Belgien hält Iran nach VAR-Entscheidung gegen Taremi-Tor 0:0 in Schach
Courtois' Paraden und ein aberkanntes Tor von Taremi prägten ein torloses, angespanntes Unentschieden, während Belgien in Gruppe 7 weiter zurückfiel.
Belgien und Iran lieferten sich am Sonntagabend im zweiten Spiel der Gruppe 7 bei der Weltmeisterschaft 2026 ein vorsichtiges 0:0-Unentschieden. Das Ergebnis zwingt beide Teams vor der letzten Runde der Gruppenspiele zur Aufholjagd.
Courtois' Rettungsaktion
Belgien verdankte seinem Torhüter Thibaut Courtois, der in der 14. Minute mit einer atemberaubenden Reflexparade einen wuchtigen Volleyschuss von Kanani abwehrte.
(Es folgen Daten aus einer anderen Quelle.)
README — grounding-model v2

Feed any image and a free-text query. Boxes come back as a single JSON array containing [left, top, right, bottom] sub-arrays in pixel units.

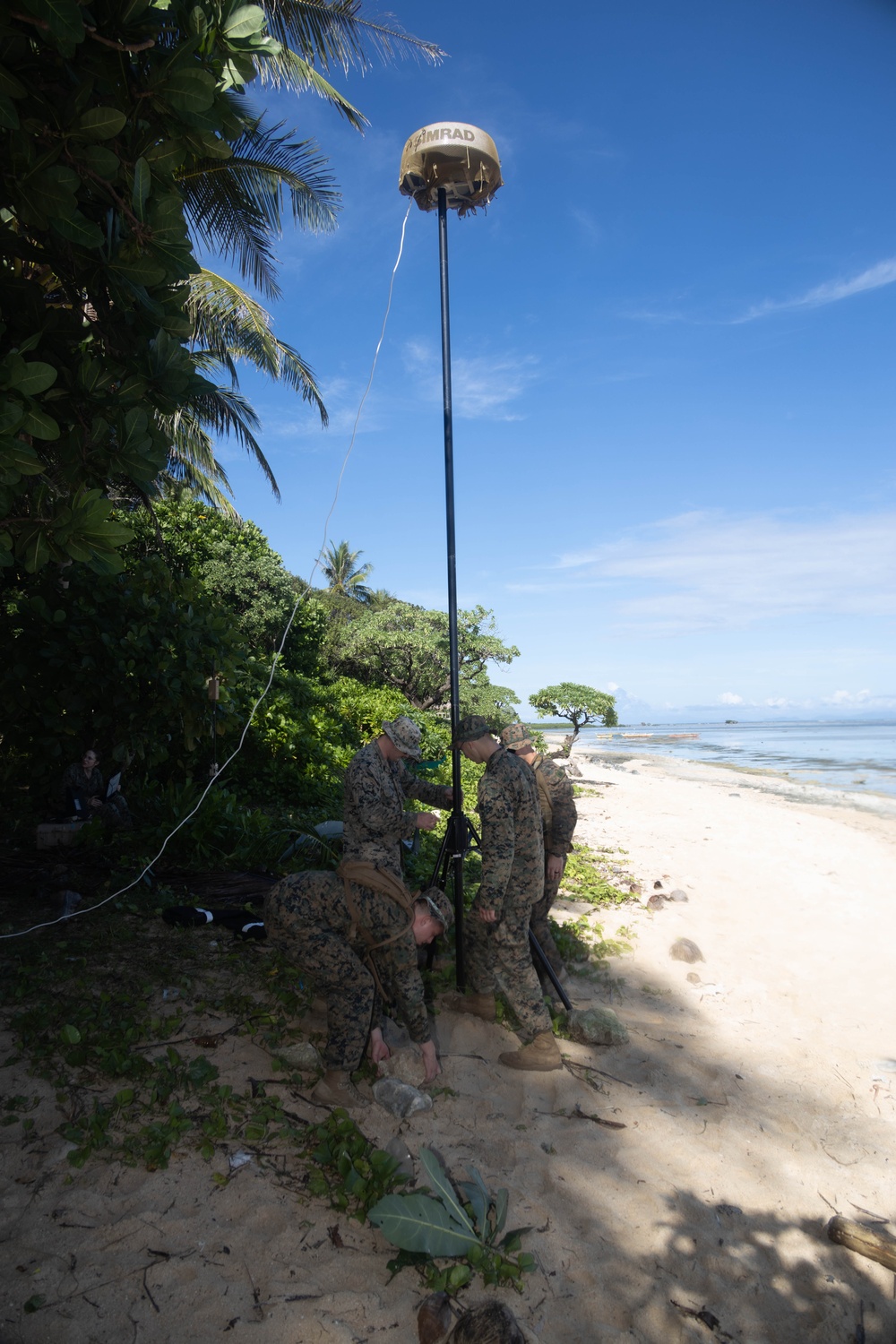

Der Real-Madrid-Schlussmann reagierte zudem früh in der zweiten Halbzeit scharf auf einen Nahschuss von Mehdi Taremi und hielt das Unentschieden aufrecht, als der Iran gefährlich wurde.
Courtois „rettete“ Belgien vor Olympiacos' Taremi und beraubte den Iran eines nahezu sicheren Tores.
VAR-Leid für den Iran
Der Iran glaubte in der 25. Minute, eine verdiente Führung erzielt zu haben, als Ehsan Hajsafi einen cleveren Freistoßpass durch die Mauer zu Taremi spielte, der cool an Courtois vorbei abschloss. Doch der Video-Assistent-Schiedsrichter griff ein und entschied, dass der Olympiacos-Stürmer um eine Haaresbreite im Abseits stand – der Spielstand blieb 0:0.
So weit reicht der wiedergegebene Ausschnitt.